Nous n’avons pas les structures des autres cultes, ni leur expérience. C’est pour ça d’ailleurs que tous les 6 ans il y a des réformes. Certains imaginaient que 2020 aurait été la fin du mandat et le début de nouvelles élections. Or, ce qui était prévu, c’est que 2020 soit d’abord l’année de l’évaluation, un processus soumise à la communauté musulmane, discuté, etc. Pour définir si cette formule mise en place en 2014 est la bonne ou pas. Il faut certainement une réforme mais une réforme ne s’impose pas de l’extérieur. Aucun politicien ne peut imposer cette réforme. La clé de sa réussite doit venir des personnes concernées et donc d’elles-mêmes.

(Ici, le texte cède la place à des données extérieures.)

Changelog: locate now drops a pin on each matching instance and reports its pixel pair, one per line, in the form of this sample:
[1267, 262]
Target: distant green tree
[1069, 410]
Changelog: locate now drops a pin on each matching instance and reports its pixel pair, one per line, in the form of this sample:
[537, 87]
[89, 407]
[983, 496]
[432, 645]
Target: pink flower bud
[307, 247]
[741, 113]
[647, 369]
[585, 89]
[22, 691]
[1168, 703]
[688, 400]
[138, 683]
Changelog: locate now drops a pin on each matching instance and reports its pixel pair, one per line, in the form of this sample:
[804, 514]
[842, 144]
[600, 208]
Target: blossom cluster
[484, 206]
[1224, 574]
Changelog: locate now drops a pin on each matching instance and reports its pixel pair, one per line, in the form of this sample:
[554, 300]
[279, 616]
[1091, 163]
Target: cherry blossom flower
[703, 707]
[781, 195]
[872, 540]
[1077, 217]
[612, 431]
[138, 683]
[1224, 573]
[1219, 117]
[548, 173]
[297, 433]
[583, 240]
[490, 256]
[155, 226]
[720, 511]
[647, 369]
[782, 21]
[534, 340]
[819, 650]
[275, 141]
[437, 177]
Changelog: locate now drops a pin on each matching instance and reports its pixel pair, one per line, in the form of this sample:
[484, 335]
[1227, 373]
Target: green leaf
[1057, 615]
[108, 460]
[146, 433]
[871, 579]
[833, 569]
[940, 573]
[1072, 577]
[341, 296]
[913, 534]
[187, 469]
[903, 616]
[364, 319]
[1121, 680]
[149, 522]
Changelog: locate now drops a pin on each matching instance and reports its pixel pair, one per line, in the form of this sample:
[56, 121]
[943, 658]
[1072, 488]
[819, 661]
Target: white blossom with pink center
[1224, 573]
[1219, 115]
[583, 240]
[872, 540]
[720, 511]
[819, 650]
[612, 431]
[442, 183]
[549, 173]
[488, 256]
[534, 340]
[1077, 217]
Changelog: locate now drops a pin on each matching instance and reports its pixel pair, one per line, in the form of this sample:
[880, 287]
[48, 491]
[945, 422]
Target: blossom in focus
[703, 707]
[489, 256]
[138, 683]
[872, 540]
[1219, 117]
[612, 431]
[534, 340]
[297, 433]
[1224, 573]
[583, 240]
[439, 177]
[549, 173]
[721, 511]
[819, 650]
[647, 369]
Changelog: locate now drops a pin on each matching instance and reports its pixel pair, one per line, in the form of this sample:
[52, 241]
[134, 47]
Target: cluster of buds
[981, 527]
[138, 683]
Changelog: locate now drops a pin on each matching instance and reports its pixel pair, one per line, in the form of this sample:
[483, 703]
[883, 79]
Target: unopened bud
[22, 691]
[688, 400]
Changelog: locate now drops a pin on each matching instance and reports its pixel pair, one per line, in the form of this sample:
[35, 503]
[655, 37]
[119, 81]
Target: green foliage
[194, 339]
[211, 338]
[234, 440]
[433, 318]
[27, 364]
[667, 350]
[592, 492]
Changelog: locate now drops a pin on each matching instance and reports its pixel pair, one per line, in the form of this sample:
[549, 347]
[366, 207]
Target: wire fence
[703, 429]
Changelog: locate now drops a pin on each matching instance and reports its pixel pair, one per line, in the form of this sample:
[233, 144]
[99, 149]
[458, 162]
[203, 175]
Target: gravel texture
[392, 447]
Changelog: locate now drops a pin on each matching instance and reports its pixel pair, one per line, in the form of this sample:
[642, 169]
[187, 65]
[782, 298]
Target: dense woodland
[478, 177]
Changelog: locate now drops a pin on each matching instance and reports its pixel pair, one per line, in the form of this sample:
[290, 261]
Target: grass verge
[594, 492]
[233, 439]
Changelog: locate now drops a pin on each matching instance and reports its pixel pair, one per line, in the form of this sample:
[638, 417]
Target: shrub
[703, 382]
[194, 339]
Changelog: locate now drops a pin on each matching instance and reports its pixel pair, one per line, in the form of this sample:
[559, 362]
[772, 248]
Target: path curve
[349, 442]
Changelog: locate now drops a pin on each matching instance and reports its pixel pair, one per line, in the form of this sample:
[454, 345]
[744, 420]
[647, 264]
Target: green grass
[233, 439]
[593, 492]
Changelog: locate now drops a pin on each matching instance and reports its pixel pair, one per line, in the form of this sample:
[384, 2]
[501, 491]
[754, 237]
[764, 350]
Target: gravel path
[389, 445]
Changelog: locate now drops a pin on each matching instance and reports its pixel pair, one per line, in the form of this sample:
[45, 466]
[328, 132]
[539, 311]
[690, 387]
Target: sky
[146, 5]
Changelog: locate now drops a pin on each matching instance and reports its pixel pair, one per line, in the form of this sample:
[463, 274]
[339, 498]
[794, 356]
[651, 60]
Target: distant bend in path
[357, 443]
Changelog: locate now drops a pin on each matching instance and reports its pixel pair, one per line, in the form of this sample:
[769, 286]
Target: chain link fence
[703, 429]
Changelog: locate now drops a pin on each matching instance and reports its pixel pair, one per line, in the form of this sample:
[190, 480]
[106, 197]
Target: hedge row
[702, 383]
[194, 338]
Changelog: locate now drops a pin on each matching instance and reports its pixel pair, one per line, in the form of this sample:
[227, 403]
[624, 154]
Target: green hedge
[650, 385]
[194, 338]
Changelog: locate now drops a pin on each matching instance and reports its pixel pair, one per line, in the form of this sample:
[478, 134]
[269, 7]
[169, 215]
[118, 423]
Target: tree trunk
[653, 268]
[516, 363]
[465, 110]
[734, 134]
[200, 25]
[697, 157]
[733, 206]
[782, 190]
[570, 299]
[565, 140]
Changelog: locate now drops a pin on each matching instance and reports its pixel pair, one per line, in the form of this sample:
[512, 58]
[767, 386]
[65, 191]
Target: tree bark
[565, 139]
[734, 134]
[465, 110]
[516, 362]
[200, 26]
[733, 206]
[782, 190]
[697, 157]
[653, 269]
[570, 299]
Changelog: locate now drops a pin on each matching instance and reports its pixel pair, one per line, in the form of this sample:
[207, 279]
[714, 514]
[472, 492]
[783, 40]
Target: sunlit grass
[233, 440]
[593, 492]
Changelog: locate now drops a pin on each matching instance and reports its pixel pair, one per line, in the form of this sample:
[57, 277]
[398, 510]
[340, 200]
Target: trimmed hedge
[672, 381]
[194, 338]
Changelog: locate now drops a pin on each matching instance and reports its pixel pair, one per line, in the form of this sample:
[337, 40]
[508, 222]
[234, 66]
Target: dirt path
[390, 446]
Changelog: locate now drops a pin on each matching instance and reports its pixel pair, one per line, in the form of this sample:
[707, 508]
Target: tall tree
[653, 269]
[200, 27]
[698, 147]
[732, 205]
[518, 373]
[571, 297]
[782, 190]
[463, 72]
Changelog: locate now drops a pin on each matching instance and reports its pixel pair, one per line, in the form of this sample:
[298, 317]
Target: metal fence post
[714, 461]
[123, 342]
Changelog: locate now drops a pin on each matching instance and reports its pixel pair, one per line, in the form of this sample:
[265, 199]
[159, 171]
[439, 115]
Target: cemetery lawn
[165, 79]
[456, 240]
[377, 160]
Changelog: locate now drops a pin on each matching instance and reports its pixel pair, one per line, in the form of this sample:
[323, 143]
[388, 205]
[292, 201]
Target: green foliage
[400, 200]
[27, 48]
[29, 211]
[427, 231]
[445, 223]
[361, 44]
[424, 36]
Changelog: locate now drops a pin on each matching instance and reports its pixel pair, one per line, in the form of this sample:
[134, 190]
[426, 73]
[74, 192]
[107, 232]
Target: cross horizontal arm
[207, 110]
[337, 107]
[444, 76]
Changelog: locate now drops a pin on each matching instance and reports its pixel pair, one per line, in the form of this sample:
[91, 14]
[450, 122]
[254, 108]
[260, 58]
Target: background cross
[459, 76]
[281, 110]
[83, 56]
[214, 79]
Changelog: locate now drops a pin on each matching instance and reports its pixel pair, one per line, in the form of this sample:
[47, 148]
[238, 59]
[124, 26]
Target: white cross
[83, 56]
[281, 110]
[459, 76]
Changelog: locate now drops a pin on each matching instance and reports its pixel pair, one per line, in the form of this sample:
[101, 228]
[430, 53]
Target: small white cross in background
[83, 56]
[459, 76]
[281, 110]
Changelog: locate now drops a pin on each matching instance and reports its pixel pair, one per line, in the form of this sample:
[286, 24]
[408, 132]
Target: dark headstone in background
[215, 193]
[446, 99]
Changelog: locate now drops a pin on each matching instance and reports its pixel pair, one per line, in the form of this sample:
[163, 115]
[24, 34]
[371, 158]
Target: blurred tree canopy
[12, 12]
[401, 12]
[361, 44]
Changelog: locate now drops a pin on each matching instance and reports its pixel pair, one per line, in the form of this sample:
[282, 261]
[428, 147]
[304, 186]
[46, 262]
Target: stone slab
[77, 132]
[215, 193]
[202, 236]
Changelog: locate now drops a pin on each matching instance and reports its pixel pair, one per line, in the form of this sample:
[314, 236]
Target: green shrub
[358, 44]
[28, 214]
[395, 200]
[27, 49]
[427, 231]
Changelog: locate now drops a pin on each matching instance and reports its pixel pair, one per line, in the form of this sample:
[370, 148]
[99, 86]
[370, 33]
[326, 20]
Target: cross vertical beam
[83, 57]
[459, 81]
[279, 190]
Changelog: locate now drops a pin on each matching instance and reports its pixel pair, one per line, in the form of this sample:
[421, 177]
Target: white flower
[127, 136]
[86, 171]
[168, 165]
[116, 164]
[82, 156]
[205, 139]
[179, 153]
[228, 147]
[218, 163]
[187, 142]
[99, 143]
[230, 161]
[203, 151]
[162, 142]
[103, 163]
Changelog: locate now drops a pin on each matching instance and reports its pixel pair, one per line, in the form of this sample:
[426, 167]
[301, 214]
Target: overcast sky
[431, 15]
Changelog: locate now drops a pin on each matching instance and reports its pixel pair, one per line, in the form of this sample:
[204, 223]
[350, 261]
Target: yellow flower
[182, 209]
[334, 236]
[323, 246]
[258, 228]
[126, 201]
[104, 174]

Le second paramètre concerne certaines personnes du monde politique belge. Considèrent ils-le culte musulman comme égal aux autres ? Considèrent-ils les citoyens musulmans comme des citoyens à part entière ? Ce qui nous arrive maintenant ou ce qui arrive au culte musulman, certains amis responsables dans d’autres religions reconnues m’ont fait savoir que si 5% de tout ce qui a été fait aux musulmans avait été fait à un autre culte, cela aurait probablement provoquer un séisme. Les musulmans n’ont pas le droit d’avoir des racines et des liens spirituels. Sans ingérences bien entendu qu’elles soient internes ou externes à ce pays, car nous les refusons catégoriquement ! J’ai eu l’occasion de le répéter, de le dire depuis ma prise de fonction au sein de l’Exécutif des musulmans de Belgique, je n’ai jamais permis une ingérence et j’ai travaillé avec mes collègues justement dans le refus de cette ingérence. Les autorités belges avec qui j’ai travaillé en partenariat et le monde académique le confirment aussi. Ma question reste pour certains politiciens : « Etes-vous prêts à considérer les musulmans égaux aux autres croyants de notre société ? A mettre sur un même pied d’égalité tous les cultes et toutes les convictions reconnues dans notre pays ? »  

Une conclusion ?

La Belgique est pour moi un véritable exemple en terme de gestion des cultes et des convictions. Je caresse l’espoir qu’elle le restera à l’avenir. Et que les bonnes volontés de notre pays fassent barrage au populisme montant.